The construction projects are becoming more complex and dynamic in nature day by day. Additionally, the sources of uncertainties are also increasing with the involvement of too many stakeholders. Therefore, project risk management is an essential and crucial task for the project team to avoid project losses. This paper proposes a fuzzy-based risk assessment methodology for construction project incorporating epistemic uncertainties into conventional risk assessment framework. Because of the fact that determining the sharp or exact value of the risk is difficult or even impossible, it is more appropriate to consider them as interval numbers. This paper presents the risks values as interval numbers and ranks them by using modified extended VIKOR method with their associated interval numbers. Basically, risks are assessed at the earlier stage for taking preventive measures against only the identified top-order risks that have tremendous impact on project failure or loss.
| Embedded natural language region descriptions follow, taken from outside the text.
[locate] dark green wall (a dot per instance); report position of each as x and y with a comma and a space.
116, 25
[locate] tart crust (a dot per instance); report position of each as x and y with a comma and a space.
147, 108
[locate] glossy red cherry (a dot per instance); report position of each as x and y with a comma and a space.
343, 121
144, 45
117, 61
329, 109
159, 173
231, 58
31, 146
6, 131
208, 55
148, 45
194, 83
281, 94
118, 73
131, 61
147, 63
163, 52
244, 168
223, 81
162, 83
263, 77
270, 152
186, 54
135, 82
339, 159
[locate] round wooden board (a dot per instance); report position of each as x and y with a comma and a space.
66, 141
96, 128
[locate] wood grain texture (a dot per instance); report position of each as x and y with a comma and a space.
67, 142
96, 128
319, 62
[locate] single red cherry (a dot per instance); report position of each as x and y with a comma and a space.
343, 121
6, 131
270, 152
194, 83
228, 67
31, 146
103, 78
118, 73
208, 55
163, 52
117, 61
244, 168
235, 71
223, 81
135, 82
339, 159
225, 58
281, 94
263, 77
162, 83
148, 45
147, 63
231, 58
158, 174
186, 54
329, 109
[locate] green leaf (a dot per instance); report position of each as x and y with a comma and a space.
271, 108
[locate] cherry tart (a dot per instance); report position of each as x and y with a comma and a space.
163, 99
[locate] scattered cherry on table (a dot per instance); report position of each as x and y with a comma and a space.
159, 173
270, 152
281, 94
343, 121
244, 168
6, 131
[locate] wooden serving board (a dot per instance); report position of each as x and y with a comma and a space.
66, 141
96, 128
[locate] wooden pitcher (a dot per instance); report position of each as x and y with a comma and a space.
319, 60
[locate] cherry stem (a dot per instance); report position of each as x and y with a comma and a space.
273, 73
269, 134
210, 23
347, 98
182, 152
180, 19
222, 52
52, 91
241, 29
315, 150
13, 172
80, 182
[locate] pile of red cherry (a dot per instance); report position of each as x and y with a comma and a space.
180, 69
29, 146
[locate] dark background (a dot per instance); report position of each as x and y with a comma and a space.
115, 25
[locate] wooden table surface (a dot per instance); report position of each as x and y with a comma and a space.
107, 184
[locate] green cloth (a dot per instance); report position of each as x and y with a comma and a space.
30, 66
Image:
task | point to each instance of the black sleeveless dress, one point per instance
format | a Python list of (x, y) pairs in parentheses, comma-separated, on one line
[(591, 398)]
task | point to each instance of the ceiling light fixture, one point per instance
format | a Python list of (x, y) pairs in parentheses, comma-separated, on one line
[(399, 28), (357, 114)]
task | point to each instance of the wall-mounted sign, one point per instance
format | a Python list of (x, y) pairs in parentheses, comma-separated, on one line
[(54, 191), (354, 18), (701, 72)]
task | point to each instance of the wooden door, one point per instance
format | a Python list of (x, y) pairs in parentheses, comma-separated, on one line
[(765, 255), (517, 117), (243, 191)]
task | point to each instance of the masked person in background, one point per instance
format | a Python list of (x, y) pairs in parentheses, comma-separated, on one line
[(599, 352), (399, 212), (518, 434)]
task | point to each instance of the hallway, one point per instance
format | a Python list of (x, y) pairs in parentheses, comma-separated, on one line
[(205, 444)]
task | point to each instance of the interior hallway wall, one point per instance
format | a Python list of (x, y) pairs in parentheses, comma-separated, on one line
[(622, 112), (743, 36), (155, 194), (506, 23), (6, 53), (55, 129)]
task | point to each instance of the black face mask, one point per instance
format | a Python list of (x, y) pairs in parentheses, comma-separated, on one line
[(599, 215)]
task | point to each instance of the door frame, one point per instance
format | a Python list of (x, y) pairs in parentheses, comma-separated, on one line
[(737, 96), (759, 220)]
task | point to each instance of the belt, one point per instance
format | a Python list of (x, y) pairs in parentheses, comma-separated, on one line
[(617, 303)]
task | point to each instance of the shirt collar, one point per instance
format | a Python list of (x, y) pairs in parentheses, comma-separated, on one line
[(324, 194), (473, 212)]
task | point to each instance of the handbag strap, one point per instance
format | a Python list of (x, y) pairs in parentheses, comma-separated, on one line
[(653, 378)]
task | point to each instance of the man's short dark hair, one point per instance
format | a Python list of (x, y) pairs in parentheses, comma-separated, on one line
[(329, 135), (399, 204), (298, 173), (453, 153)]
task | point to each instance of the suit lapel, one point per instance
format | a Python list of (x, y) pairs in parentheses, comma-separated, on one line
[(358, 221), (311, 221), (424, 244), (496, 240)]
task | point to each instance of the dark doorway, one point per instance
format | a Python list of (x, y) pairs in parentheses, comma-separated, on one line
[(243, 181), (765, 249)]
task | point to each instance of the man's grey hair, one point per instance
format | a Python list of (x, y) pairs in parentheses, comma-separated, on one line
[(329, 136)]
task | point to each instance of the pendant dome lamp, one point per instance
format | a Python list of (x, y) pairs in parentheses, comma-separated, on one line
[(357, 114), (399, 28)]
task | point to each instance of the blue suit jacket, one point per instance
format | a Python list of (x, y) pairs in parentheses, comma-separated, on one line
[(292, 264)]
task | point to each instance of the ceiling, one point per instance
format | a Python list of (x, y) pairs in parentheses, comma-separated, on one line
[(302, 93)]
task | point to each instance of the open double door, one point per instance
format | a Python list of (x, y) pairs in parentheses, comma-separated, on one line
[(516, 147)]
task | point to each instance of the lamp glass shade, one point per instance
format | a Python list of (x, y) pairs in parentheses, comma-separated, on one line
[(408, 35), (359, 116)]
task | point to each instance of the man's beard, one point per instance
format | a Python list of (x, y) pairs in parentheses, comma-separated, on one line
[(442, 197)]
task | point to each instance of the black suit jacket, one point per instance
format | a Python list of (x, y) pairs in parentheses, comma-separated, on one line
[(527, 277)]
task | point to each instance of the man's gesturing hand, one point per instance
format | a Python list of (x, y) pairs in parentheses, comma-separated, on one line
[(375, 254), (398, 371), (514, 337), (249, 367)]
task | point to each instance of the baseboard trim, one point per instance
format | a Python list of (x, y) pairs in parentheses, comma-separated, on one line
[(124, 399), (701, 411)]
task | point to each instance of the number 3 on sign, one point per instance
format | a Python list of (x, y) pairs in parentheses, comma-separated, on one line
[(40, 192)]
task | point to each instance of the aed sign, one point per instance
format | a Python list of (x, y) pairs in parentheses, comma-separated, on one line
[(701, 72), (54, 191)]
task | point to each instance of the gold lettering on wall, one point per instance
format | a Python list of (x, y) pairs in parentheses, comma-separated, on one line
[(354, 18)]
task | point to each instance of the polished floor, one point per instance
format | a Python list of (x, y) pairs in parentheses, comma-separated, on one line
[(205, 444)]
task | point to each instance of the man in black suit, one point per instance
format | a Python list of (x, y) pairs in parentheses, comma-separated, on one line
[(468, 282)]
It is not always possible and not even be a wise decision to take actions against too many risk events because of the limitations in time and budget. Also, impacts of all risks to the project objectives are not severe and considerable.

Based on the results from the case studies, it may be stated that the proposed risk assessment and uncertainty representation methodology is capable of solving any construction risk assessment problem effectively and efficiently. In conclusions, the proposed methodology can be very much useful for risk assessment problem, especially where epistemic uncertainty exists. The proposed methodology is quite general and can be successfully applied to any kind of project risk assessment with only minor modifications.

There are many factors that are responsible for the uncertainty involvement in a project. These factors have not always been dealt with adequately, often resulting in poor performance with increasing costs and delays. In this paper, four major factors are considered in uncertainty evaluation process. Therefore, this research can be expanded with the consideration of more uncertainty factors. In additions, other types of fuzzy membership functions like Gaussian, trapezoidal and S-shaped membership functions can also be applied to estimate the uncertainties in risk assessment process. Many methods for ranking with interval numbers are available such as extended TOPSIS, fuzzy intuitionistic approach, which could also be applied in this situation.